How to Make Thanksgiving Easier
The more that you can do before the “big day”, the better things will go. Consider the following:
• One week ahead, plan the menu.
• Buy nonperishable items well in advance, anytime after planning the menu. Save your later shopping for perishables only.
• Purchase perishables, such as salad greens and fruit, two days in advance.
• One to three days ahead, make the salads. Frozen salads can be made even earlier. Most gelatin salads can be made two or three days in advance. For the tossed salad, wash and dry salad greens a day in advance and store in plastic bags.
• One to three days ahead, make the desserts. Cheesecakes and most pies can be made up to three days in advance. Pie crust dough can be made even earlier. Leave the whipped cream off the pies until the day of the dinner.
• Many vegetable dishes such as candied yams or scalloped potatoes can be made a day in advance and reheated in the microwave.
• Make sure that you start the turkey thawing in the refrigerator well in advance. Allow one day for every four pounds. Do not thaw the turkey on the counter. (It is possible to speed the process by immersing the turkey in its unopened package, breast side down, in cold water in the sink. The trick is to keep the temperature in the sink below forty degrees for food safety. Use a thermometer and plan on replacing the water every thirty minutes. Obviously, it’s less hassle and safer to thaw the bird in the refrigerator.)
• The cranberry sauce and turkey stuffing can be made a day or two in advance.

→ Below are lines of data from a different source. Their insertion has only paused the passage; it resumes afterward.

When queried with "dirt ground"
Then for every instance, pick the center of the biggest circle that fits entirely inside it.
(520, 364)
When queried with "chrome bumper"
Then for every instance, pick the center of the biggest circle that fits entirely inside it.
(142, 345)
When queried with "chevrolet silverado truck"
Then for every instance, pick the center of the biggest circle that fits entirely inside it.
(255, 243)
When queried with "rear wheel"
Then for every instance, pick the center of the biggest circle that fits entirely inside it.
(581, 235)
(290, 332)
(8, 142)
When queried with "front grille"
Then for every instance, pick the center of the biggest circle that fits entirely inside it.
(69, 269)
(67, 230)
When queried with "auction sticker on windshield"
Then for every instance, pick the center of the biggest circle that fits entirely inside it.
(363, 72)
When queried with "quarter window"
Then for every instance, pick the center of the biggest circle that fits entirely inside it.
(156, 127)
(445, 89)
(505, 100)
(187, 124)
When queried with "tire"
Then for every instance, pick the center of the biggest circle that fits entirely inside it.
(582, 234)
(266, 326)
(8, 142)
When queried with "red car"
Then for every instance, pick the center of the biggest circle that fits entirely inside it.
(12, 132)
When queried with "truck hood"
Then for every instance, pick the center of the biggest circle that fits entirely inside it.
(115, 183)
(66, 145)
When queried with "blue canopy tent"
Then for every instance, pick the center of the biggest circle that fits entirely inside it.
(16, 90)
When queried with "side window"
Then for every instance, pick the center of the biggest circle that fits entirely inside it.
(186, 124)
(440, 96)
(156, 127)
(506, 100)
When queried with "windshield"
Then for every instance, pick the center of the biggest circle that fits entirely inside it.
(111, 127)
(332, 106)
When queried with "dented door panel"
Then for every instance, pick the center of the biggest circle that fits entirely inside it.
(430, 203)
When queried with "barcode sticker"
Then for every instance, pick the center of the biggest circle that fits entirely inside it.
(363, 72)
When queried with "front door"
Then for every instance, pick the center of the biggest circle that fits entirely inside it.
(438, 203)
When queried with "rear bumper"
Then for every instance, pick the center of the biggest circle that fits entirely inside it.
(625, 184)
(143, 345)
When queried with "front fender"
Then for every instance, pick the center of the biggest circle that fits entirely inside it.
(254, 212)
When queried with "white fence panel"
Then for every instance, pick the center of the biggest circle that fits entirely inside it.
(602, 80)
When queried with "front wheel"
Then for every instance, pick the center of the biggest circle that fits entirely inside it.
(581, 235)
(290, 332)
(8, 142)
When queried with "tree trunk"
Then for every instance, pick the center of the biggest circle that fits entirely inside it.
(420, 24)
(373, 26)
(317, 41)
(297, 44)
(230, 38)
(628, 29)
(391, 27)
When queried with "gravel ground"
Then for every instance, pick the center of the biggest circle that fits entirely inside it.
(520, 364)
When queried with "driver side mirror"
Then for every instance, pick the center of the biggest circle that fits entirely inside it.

• We like our rolls fresh from the oven and so bake them on Thanksgiving Day. A mix can cut down on Thanksgiving Day chaos. If you are not making your rolls from a mix, assemble all the dry ingredients in the recipe two or three days ahead so that all you have to add is the water and butter and start the mixing process. If you are a little adventuresome, you can mix the dough to or three days in advance and immediately refrigerate it. The yeast will remain dormant at the forty degree temperature of your refrigerator. Early in the morning, remove the dough to the counter. As the dough comes to room temperature, the yeast will go to work. It may not take that long but allow at least eight hours for the dough to come to room temperature and rise twice. Incidentally, that long slow rise, will give the yeast plenty of time to develop wonderfully complex flavors for some of the best rolls ever.